Recently a pre-print of article Efficient quantum algorithm for solving travelling salesman problem: An IBM quantum experience appeared. The authors use a phase estimation as a core for their algorithm. This part of the algorithm is used for a length calculation of a particular Hamiltonian cycle in TSP.
After that a minimization algorithm introduced in A Quantum Algorithm for Finding the Minimum is employed to find an actual soulution of TSP.
Briefly, the proposed algorithm work as follows:
Firstly a matrix $A$ containing distances among $N$ cities (i.e. element $a_{ij}$ is distance from city $i$ to city $j$) is converted to matrix $B$ which elements are $b_{ij} = \mathrm{e^{i a_{ij}}}$ in order to represent distances among cities as a phase. Note that $a_{ij}$ are normalized on interval $(0;2\pi)$.
After that, for each city a diagonal matrix $U^{(i)}$ is constructed. An element $u^{(i)}_{jj} = b_{ij}$ i.e. a distance from city $i$ to city $j$.
Then a final operator $U = U^{(1)}\otimes U^{(2)} \otimes \dots \otimes U^{(N)}$ is constructed. The matrix $U$ is diagonal hence its eigenvectors are vectors constituing z-basis (or standard basis) and respective eigenvalues are diagonal elements of the matrix. Because of approach how $U$ is constructed, $(N-1)!$ of $N^N$ diagonal elements contain length of all possible Hamiltonian cycles in TSP.
Each Hamiltonian cycle can be represented wiht eigenvector obtained followingly:
$$ |\psi\rangle = \otimes_{j} |i(j) - 1\rangle $$ for $j \in \{1\dots N\}$ and function $i(j)$ returns city $i$ we traveled to $j$ from. For example, consider four cities and cycle $1 \rightarrow 2 \rightarrow 3\rightarrow 4\rightarrow 1$. In this case
- $i(1) - 1 = 4 - 1 = 3$, so $|3_{10}\rangle = |11\rangle$
- $i(2) - 1 = 1 - 1 = 0$, so $|0_{10}\rangle = |00\rangle$
- $i(3) - 1 = 2 - 1 = 1$, so $|1_{10}\rangle = |01\rangle$
- $i(4) - 1 = 3 - 1 = 2$, so $|2_{10}\rangle = |10\rangle$
Hence $|\psi\rangle = |11 00 01 10\rangle$. Multiplication $U|\psi\rangle$ returns lenght of the Hamiltonian cycle.
This setting allows to use phase estimation to get lenght of a cycle. Setting respective $\psi$ as an input to phase estimation leads after inverse Fourier transform to obtaining lenght of the cycle.
So far, I understand everything.
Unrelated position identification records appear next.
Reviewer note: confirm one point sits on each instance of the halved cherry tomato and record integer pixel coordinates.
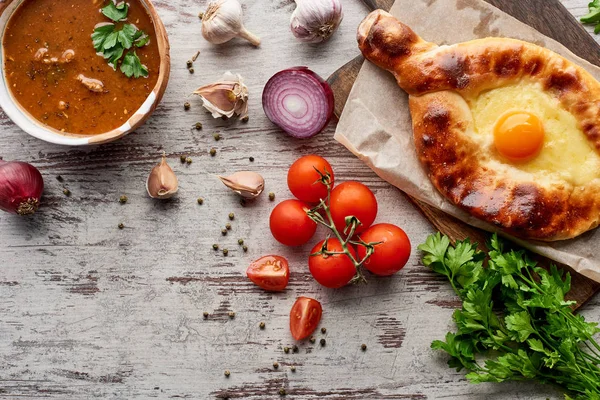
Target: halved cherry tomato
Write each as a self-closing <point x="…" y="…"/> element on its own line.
<point x="289" y="223"/>
<point x="353" y="199"/>
<point x="270" y="273"/>
<point x="391" y="255"/>
<point x="305" y="317"/>
<point x="332" y="271"/>
<point x="304" y="180"/>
However, the authors proposed:
We get the phases in form of binary output from phase estimation algorithm, then we can easily perform the quantum algorithm for finding the minimum [10] to find the minimum cost and the corresponding route that is to be taken for that particular cost.
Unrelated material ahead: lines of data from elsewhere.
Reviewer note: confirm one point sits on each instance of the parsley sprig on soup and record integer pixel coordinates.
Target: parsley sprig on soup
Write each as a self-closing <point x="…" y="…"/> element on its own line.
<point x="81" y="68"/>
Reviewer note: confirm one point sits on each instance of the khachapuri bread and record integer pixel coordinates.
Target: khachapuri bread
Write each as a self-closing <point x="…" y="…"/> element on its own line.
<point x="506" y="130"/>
Note that [10] is the second article I mentioned above.
Since the complexity of minimum finding is $\mathcal{O}(\sqrt{N})$ we get quadratic speed-up for TSP solving, so complexity of TSP would be $\mathcal{O}(\sqrt{(N-1)!})$. But if my understanding is correct, we need to have a table of all Hamiltonian cycles prepared before phase estimation and to prepare a quantum state which is superposition of all eigenstates describing these cycles.
But to prepare all cycles in advance will take $\mathcal{O}((N-1)!)$ time unless there is a faster algorithm for permutation generation.
So my questions are:
- Where does the speed-up come from if we need to have all Hamiltonian cycles in TSP listed in advance?
- Is there a quantum algorithm for preparing all permutation of set $\{1 \dots N\}$ faster than on classical computer?
Note: since the paper is a pre-print there are some mistakes, e.g. $d+c-a-b$ in equation (8) should be d-c+a-b. Figure S1 is not completed, moreover, there is a more efficient way how to implement $\mathrm{C-U^{(i)}}$ gate (avoiding Toffolis).